If there was an award for most embattled airline CEO of the year, JetBlue’s Robin Hayes would be a clear frontrunner.
As of mid-March, Hayes and his legal team were in the probably unprecedented situation of doing a double battle with the U.S. Department of Justice (DOJ). Last year, DOJ sued to dissolve JetBlue’s Northeast Alliance with American Airlines, arguing the partnership is anticompetitive despite it having been approved under the previous Trump administration.
Then came another bombshell. DOJ, with the support of the Department of Transportation, lobbed a second lawsuit at JetBlue, this time against its proposed acquisition and merger with Florida-based ultra-LCC Spirit Airlines. Again, DOJ’s argument is that the merger would be anticompetitive.
In remarks during a speech in Washington soon after the lawsuit was announced, U.S. associate attorney general Vanita Gupta said DOJ’s complaint alleges that JetBlue’s acquisition of Spirit “would particularly hurt those travelers who can least afford to see travel costs rise.”
The merger would lead to fewer seats and higher prices for travelers, Gupta said, as well as heighten the risk that remaining airlines would coordinate to raise prices. In words clearly meant to align with President Joe Biden’s blue collar, “man of the people” image, Gupta added: “Threats to competition like those alleged here are particularly likely to harm working- and middle-class families, who may struggle to withstand the price increases that consolidation often brings. … Keeping the economy open to all Americans, regardless of income status, is a priority across the department.”
There’s a curious irony and lack of knowledge of recent U.S. airline history to such statements. JetBlue, founded in 2000 and based at New York JFK, introduced low fares and high customer service into a region of the U.S.—the Northeast—where fares had consistently been among the highest and service was often an afterthought. In addition to offering alternative flights on some of the most lucrative business routes between New York, Washington, DC and Boston, JetBlue gave tourists, fun seekers and families new low-cost options between the U.S. Northeast, Florida and the Caribbean, creating what essentially became mini-hubs in Fort Lauderdale, Orlando and Puerto Rico.
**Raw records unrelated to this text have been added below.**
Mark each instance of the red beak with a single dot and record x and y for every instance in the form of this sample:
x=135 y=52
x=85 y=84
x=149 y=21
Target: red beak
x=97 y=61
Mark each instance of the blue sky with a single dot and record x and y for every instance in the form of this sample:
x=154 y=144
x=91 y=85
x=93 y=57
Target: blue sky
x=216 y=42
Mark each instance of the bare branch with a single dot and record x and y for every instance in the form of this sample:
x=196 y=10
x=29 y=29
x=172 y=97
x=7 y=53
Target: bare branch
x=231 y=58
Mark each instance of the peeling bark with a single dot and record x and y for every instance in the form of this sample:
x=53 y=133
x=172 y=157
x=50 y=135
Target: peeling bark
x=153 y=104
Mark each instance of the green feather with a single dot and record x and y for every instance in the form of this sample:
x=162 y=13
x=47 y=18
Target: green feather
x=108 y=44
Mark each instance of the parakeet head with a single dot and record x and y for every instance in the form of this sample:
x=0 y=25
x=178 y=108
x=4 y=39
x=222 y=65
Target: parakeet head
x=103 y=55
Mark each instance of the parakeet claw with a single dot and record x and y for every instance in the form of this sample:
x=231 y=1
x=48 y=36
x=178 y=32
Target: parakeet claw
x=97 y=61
Until then, almost all those north-south routes—and fare offers—went via Miami and onboard American Airlines.
And JetBlue offered its “working class” flights with “upscale” style. Complimentary snack baskets that included the famous and quality blue potato chips; free Wi-Fi at every seat with multiple channels of entertainment for every passenger; leather seats with generous legroom that rivaled or bested the first-class cabins of some of the US majors. When JetBlue introduced nonstop transcontinental flights between popular cities like New York and San Francisco, fares in those markets dropped. And some long-time business frequent flyers with the likes of American and United Airlines switched to JetBlue on those routes after it created a Mint-branded premium cabin with privacy walls, lie-flat seats, and fine dining—something most of the majors were not even offering within the U.S.
Far from “harming” working- and middle-class families, it could be argued that JetBlue was a pioneer in making a “first-class” air travel experience affordable to the American Joe.
Hayes made clear before the DOJ’s announcement that the company would take the matter to court if necessary.
“A bigger JetBlue, taking the best of JetBlue with the best of Spirit, will allow this airline to grow to 8-9%. ... We’re going to make the industry much more competitive,” he told an audience in DC.
JetBlue’s problem is not that it’s anticompetitive or anti the working man. It’s a problem of timing. In 2021, before Denver-based ultra-LCC Frontier Airlines announced its intent to acquire Spirit, which prompted JetBlue’s $3.8 billion challenge, Biden issued an executive order entitled Promoting Competition in the American Economy.
From there on, the political tide turned for airlines, which Congress loves to knock as customer-scamming, penny-pinching, knee-crunching bad boys. By that time also, airline consolidation among the majors—much of it prompted by bankruptcies or financial mismanagement—was in the distant past and could not be unwound. Which is a good thing because US domestic fares, adjusted for inflation, continued to fall. But the four consolidated airlines hold 80% of the US domestic market.
To grow and meaningfully compete, those left in the 20% shadow need scale and broader network reach. Which is why Alaska Airlines and JetBlue fought bitterly to acquire west coast-based Virgin America (Alaska won), and Frontier and JetBlue went head-to-head for Spirit.
Ultimately, a JetBlue-Spirit merger would be good for competition and customer service, most especially for the working-class sector that the Biden administration seems so anxious to see fly. But proving that in court will come with legal costs that will pile on top of that $3.8 billion acquisition deal. It will also push out the timelines when the benefits of the merger can be realized. And it may require some painful give-ups or trade-offs across either or both of JetBlue’s alliance with American and the merger with Spirit, such as relinquishing of slots.
Hayes and his team had better have a good stock of blue chips at hand to sustain them through some very long nights.